Anyone who's listened to Bob Rivers' Twisted The Twelve Pains of Christmas can probably relate to the angry husband screaming, "When one light goes out they all go out!" because, yeah, we've all been there.

Imagine now, if you will, a data center. A data center filled with servers humming along, each running three or four applications in virtual machines a la VMWare. Imagine now - it shouldn't be hard at all - that one of those servers suddenly just stops working. Let's say the drive crashes.

After the blue smoke dissipates and the screams of "When one component crashes they all crash" fade away, it's time to consider what just happened. (Yeah, the analogy here is a stretch, but try to go with it this morning, okay?)

Yes, OS virtualization has its benefits, there's no doubt about that.
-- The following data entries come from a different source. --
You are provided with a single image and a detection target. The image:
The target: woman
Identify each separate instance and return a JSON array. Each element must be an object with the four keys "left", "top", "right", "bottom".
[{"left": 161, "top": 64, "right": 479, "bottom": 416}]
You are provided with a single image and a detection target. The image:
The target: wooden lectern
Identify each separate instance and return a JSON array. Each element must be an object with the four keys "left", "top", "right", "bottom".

But like SOA and the challenges associated with composition-based application development, there are some interesting challenges associated with virtualizing the data center using OS virtualization. This challenge is particularly frustrating because aside from ensuring that the underlying hardware and OS upon which the virtualization solution is installed are stable and redundant, there isn't anything you can do to prevent this scenario from taking down not one but all the applications running within virtual containers on that server.
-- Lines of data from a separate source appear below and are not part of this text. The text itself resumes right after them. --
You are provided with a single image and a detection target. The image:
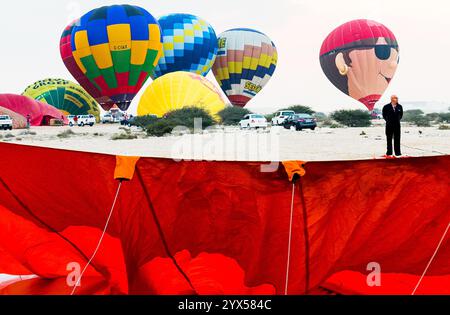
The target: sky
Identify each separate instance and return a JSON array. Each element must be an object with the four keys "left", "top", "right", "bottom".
[{"left": 1, "top": 0, "right": 450, "bottom": 114}]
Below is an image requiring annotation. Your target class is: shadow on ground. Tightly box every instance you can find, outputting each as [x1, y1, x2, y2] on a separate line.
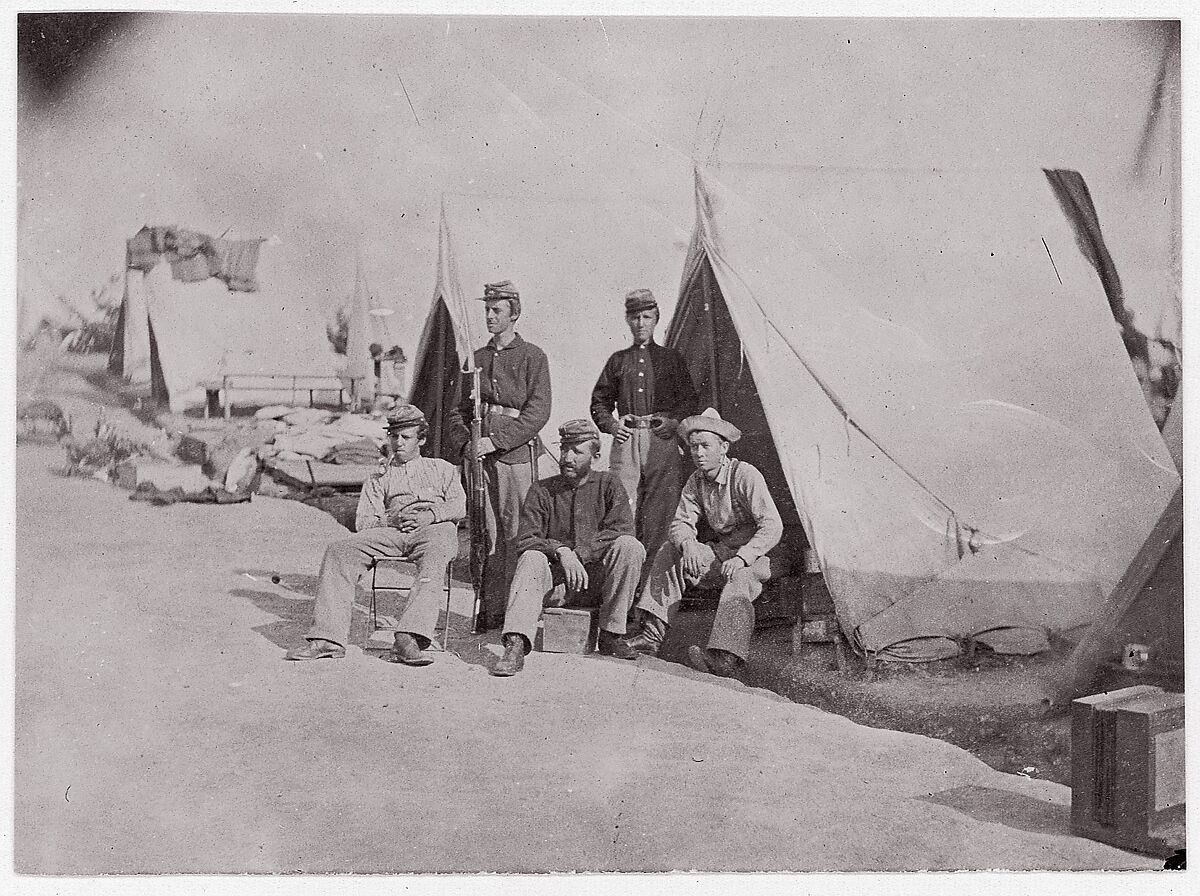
[230, 578, 503, 675]
[234, 569, 319, 596]
[920, 785, 1072, 839]
[230, 586, 317, 650]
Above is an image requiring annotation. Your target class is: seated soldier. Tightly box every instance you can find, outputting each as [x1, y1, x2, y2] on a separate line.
[621, 409, 785, 678]
[492, 419, 645, 677]
[285, 404, 465, 666]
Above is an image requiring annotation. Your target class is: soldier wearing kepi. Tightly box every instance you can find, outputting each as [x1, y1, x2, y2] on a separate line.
[621, 409, 786, 678]
[590, 288, 697, 566]
[285, 405, 465, 666]
[448, 280, 552, 629]
[492, 419, 645, 676]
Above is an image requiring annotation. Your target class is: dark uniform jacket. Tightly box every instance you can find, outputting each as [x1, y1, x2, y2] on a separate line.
[589, 341, 697, 435]
[516, 471, 634, 564]
[448, 333, 552, 465]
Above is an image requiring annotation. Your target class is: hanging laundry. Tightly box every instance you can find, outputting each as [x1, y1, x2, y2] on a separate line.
[127, 227, 159, 272]
[170, 252, 213, 283]
[217, 238, 265, 292]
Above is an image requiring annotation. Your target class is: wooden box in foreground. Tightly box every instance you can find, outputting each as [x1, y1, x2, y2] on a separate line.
[1071, 685, 1185, 856]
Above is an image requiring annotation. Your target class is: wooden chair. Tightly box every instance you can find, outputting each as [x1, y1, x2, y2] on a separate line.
[369, 557, 454, 650]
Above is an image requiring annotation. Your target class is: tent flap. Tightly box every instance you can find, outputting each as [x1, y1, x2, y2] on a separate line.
[688, 165, 1178, 658]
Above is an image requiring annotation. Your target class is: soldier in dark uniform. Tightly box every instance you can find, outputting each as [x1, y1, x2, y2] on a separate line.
[590, 288, 697, 569]
[448, 281, 552, 628]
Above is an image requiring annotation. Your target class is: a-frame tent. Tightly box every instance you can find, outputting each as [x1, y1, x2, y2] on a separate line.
[410, 194, 690, 464]
[1055, 484, 1183, 701]
[108, 233, 339, 413]
[667, 165, 1180, 662]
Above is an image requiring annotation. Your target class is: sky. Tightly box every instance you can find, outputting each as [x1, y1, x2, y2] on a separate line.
[15, 14, 1179, 361]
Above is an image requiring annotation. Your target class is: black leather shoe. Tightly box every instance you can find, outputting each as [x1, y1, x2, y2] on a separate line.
[285, 639, 346, 661]
[686, 645, 744, 679]
[390, 632, 434, 666]
[492, 634, 527, 677]
[597, 629, 638, 660]
[620, 614, 669, 657]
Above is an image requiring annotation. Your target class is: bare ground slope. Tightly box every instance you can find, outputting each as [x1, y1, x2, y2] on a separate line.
[14, 415, 1156, 872]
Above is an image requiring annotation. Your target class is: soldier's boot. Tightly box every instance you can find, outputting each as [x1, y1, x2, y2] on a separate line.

Even if it isn't a crash that causes the downtime, maintenance, upgrades, and patches will require the server be shutdown or rebooted, which means all the applications running within virtual containers on that server are going down.
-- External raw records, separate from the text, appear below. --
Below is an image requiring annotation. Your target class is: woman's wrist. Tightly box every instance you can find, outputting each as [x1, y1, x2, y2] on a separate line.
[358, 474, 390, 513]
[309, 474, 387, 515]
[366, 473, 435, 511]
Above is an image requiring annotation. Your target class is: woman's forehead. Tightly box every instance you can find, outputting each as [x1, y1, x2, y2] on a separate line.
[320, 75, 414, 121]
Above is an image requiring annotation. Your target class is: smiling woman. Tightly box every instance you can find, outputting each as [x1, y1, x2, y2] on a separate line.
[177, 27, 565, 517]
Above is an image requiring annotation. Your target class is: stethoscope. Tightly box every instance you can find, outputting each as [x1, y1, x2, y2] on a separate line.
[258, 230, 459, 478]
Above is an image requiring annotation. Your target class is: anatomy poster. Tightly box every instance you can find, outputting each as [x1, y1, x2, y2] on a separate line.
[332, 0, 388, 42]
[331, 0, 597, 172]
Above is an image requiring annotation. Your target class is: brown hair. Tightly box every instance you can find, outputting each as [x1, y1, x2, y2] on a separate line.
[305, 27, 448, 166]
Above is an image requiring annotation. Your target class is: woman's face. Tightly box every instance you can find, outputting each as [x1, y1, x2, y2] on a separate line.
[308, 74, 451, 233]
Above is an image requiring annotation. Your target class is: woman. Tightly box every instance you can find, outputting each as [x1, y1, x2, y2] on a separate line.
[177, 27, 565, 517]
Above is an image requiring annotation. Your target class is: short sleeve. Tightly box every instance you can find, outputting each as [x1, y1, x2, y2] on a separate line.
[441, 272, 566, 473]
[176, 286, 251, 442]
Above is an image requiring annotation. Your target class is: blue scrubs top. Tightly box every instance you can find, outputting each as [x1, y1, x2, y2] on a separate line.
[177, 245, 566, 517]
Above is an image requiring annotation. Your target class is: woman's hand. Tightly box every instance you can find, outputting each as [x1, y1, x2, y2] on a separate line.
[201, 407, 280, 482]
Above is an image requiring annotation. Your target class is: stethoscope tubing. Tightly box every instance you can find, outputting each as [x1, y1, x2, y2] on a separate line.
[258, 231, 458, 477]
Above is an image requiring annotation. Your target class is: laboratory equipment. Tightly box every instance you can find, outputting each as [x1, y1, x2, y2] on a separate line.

You may recall that I walked through a BEA TCO analysis of virtualization and ended up with some controversial results. This subject is no different in that regard.

You'll notice that the blue in the stacked graph here represents "unplanned downtime". Now, I'm not sure what the definition of unplanned downtime is, but I assume that it's downtime that wasn't planned. :-) Seriously, I make the assumption that this category includes downtime resulting from things like hardware component failure, emergency patches, etc...

I find it interesting that the non-virtualized environment has more unplanned downtime than the virtualized OS. Presumably this is because there are fewer hardware servers and thus fewer things that can go wrong to cause the downtime in the first place.

What bothers me is that the cost of unplanned downtime must necessarily include things like lost revenue and productivity, and this is likely to be higher in a virtualized OS architecture because if one server crashes multiple applications are likely going to be affected. Imagine if it was SOA services and processes deployed across a virtualized OS architecture. Talk about a ripple effect.

Regardless of whether its SOA or traditional web-applications deployed on a non-virtualized or virtualized OS architecture, you need some kind of assurance of availability and resiliency. That kind of assurance comes from an application delivery network.

So if you're trying to mitigate the risk associated with downtime in either environment an application delivery network is going to be your best option. Even though you can bring new instances of your applications on-line in the event of a failure - extremely quickly and painlessly in the case of a virtualized OS architecture - you still have to make sure clients and customers can actually reach the new instance, and that means some sort of intelligent routing capability - the kind of intelligence you get with an application delivery controller as part of an application delivery network.

Imbibing: Coffee